When do you use float and when do you use double

Question 1

Frequently, in my programming experience, I need to make a decision whether I should use float or double for my real numbers. Sometimes I go for float, sometimes I go for double, but really this feels more subjective. If I would be confronted to defend my decision, I would probably not give sound reasons.

When do you use float and when do you use double? Do you always use double, only when memory constraints are present you go for float? Or you always use float unless the precision requirement requires you to use double? Are there some substantial differences regarding the computational complexity of basic arithmetics between float and double? What are the pros and cons of using float or double? And have you even used long double?

Question 2

In many cases you want to use neither, but rather a decimal floating or fixedpoint type. Binary floating point types can't represent most decimals exactly.

Question 3

Related to What causes floating point rounding errors?. @CodesInChaos my answer there suggests resources to help you make that determination, there is no one-size-fits-all solution.

Question 4

What exactly do you mean by "decimals". If you need to represent values like 0.01 exactly (say, for money), then (binary) floating-point is not the answer. If you merely means non-integer numbers, then floating-point is likely ok -- but then "decimals" is not the best word to describe what you need.

Question 5

Considering (as of today) most graphics cards accept floats over doubles, graphics programming often uses single precision.

Question 6

You don't always have a choice. For example, on the Arduino platform, both double and float equate to float. You need to find an add-in library to handle real doubles.

Question 7

The default choice for a floating-point type should be double. This is also the type that you get with floating-point literals without a suffix or (in C) standard functions that operate on floating point numbers (e.g. exp, sin, etc.).

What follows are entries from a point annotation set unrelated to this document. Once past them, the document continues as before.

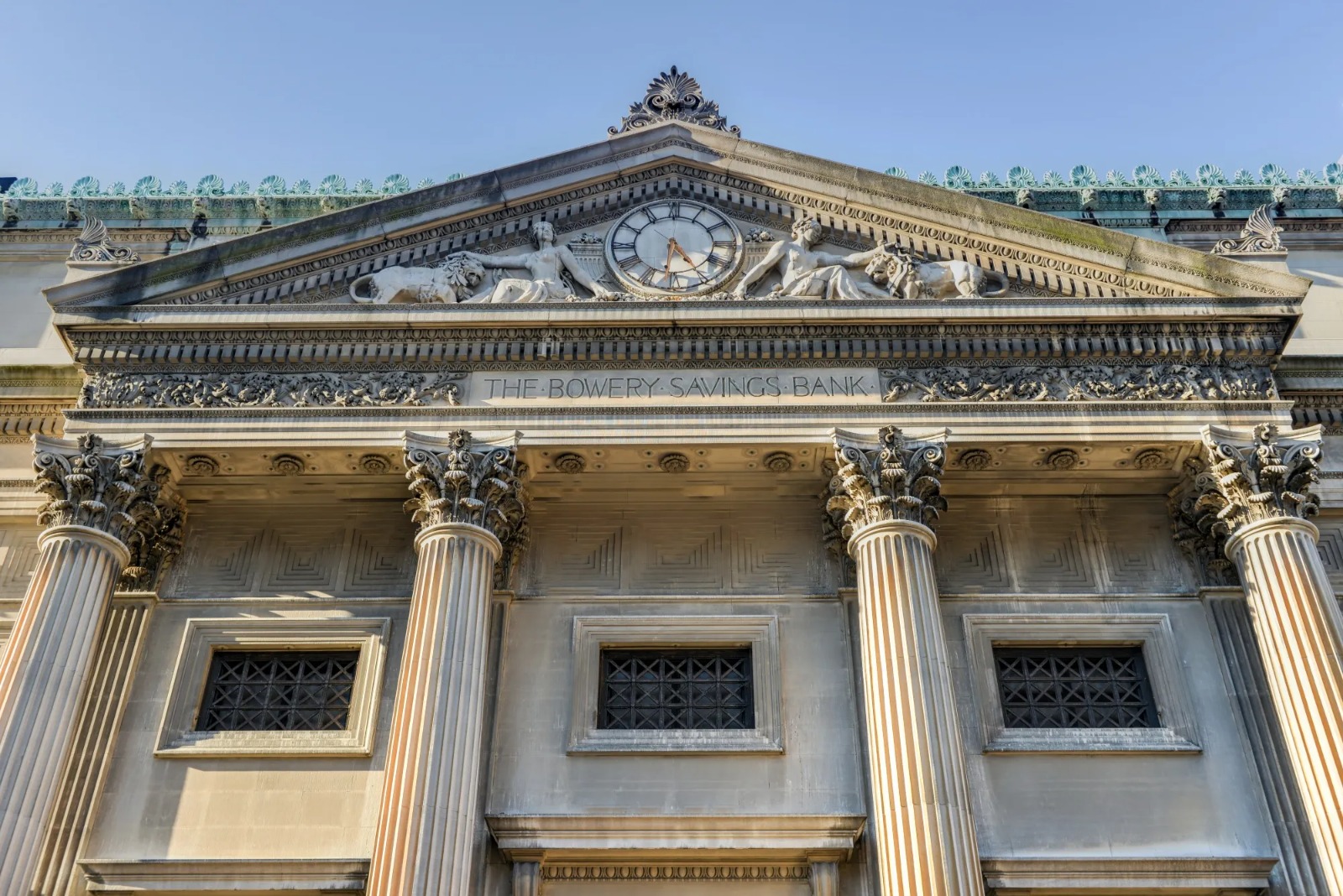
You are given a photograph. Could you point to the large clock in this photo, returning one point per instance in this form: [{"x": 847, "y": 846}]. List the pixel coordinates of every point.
[{"x": 673, "y": 247}]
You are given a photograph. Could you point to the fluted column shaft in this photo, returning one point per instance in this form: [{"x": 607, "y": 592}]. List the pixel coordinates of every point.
[
  {"x": 1299, "y": 629},
  {"x": 426, "y": 831},
  {"x": 42, "y": 676},
  {"x": 922, "y": 828}
]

float should only be used if you need to operate on a lot of floating-point numbers (think in the order of thousands or more) and analysis of the algorithm has shown that the reduced range and accuracy don't pose a problem.

long double can be used if you need more range or accuracy than double, and if it provides this on your target platform.

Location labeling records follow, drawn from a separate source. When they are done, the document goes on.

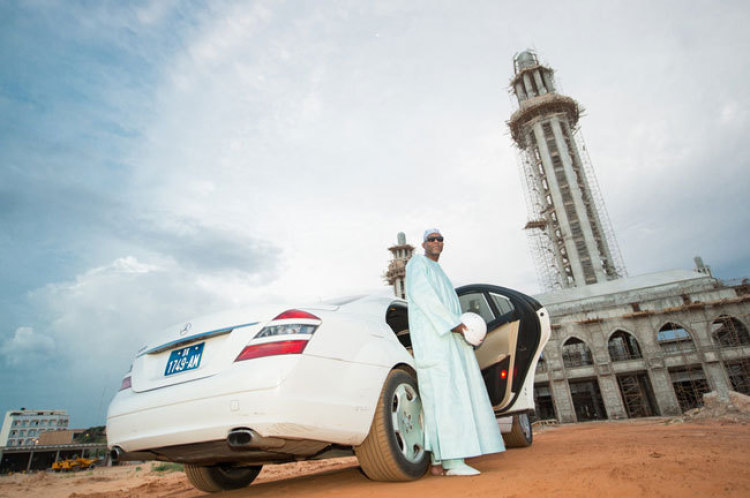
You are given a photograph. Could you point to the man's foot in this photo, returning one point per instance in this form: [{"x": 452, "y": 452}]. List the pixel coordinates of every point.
[{"x": 461, "y": 469}]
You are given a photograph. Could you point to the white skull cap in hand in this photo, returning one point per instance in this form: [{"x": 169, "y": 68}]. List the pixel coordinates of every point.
[{"x": 476, "y": 328}]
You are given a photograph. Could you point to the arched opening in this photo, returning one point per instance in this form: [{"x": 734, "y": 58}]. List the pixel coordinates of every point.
[
  {"x": 541, "y": 366},
  {"x": 729, "y": 332},
  {"x": 576, "y": 353},
  {"x": 623, "y": 346},
  {"x": 673, "y": 338}
]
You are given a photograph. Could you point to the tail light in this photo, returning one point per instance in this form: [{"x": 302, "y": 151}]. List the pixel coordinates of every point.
[
  {"x": 127, "y": 383},
  {"x": 272, "y": 349},
  {"x": 299, "y": 324}
]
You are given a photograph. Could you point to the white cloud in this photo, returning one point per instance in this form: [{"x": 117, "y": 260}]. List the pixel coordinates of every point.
[{"x": 27, "y": 347}]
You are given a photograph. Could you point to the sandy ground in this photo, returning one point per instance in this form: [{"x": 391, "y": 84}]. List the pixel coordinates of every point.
[{"x": 641, "y": 457}]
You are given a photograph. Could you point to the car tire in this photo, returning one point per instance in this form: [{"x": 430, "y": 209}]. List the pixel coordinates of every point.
[
  {"x": 521, "y": 434},
  {"x": 220, "y": 477},
  {"x": 394, "y": 448}
]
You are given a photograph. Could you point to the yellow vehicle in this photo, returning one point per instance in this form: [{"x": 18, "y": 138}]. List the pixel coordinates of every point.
[{"x": 73, "y": 464}]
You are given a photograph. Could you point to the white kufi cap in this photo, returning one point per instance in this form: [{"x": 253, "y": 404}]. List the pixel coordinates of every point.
[{"x": 476, "y": 328}]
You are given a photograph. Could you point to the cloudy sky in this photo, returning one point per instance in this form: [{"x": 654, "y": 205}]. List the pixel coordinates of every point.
[{"x": 162, "y": 160}]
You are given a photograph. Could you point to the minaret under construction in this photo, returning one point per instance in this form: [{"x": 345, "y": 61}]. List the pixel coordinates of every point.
[{"x": 571, "y": 238}]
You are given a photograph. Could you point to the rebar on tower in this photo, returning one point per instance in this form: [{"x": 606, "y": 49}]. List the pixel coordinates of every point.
[{"x": 569, "y": 231}]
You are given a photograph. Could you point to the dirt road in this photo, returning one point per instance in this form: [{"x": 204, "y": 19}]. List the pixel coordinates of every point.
[{"x": 642, "y": 457}]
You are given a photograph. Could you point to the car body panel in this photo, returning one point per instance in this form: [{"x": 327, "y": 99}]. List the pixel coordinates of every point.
[{"x": 327, "y": 394}]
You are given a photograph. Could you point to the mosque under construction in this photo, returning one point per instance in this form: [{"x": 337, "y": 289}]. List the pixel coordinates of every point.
[{"x": 621, "y": 347}]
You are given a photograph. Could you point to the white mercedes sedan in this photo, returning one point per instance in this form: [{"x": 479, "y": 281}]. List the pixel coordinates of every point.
[{"x": 228, "y": 393}]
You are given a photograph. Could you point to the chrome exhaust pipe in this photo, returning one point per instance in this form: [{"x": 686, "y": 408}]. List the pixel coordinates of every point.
[
  {"x": 115, "y": 454},
  {"x": 239, "y": 439}
]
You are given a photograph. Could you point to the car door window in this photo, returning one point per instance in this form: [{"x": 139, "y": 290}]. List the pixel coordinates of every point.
[
  {"x": 477, "y": 303},
  {"x": 503, "y": 305}
]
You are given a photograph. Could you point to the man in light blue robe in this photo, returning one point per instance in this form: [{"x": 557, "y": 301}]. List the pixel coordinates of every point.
[{"x": 458, "y": 416}]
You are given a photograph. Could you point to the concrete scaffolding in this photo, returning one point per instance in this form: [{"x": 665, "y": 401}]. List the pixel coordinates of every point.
[
  {"x": 649, "y": 345},
  {"x": 570, "y": 235}
]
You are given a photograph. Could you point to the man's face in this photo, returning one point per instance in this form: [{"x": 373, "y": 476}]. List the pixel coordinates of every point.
[{"x": 432, "y": 246}]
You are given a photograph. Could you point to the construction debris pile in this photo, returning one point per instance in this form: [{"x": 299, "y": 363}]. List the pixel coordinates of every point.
[{"x": 733, "y": 408}]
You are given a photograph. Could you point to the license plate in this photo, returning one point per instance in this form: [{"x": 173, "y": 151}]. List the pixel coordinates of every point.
[{"x": 181, "y": 360}]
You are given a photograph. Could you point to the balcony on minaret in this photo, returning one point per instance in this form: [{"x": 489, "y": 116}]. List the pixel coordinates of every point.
[{"x": 396, "y": 273}]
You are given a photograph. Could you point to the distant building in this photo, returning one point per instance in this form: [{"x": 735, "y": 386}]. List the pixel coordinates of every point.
[
  {"x": 23, "y": 427},
  {"x": 620, "y": 347},
  {"x": 641, "y": 346},
  {"x": 572, "y": 240},
  {"x": 396, "y": 273}
]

In summary, float and long double should be reserved for use by the specialists, with double for "every-day" use.

Question 8

I would probably not consider float for a few thousand values unless there were a performance problem related to floating point caching and data transfer. There is usually a substantial cost to doing the analysis to show that float is precise enough.

Question 9

As an addendum, if you need compatibility with other systems, it can be advantageous to use the same data types.

Question 10

I'd use floats for millions of numbers, not 1000s. Also, some GPUs do better with floats, in that specialized case use floats. Else, as you say, use doubles.

Question 11

@PatriciaShanahan - 'performance problem related to..' A good example is if you are planning to use SSE2 or similar vector instructions, you can do 4 ops/vector in float (vs 2 per double) which can give a significant speed improvement (half as many ops and half as much data to read & write). This can significantly lower the threshold where using floats becomes attractive, and worth the trouble to sort out the numeric issues.

Question 12

I endorse this answer with one additional advice: When one is operating with RGB values for display, it is acceptable to use float (and occasionally half-precision) because neither the human eye, the display, or the color system has that many bits of precision. This advice is applicable for say OpenGL etc. This additional advice does not apply to medical images, which have more strict precision requirements.

Question 13

There is rarely cause to use float instead of double in code targeting modern computers. The extra precision reduces (but does not eliminate) the chance of rounding errors or other imprecision causing problems.

The main reasons I can think of to use float are:

You are storing large arrays of numbers and need to reduce your program's memory consumption.
You are targeting a system that doesn't natively support double-precision floating point. Until recently, many graphics cards only supported single precision floating points. I'm sure there are plenty of low-power and embedded processors that have limited floating point support too.
You are targeting hardware where single-precision is faster than double-precision, and your application makes heavy use of floating point arithmetic. On modern Intel CPUs I believe all floating point calculations are done in double precision, so you don't gain anything here.
You are doing low-level optimization, for example using special CPU instructions that operate on multiple numbers at a time.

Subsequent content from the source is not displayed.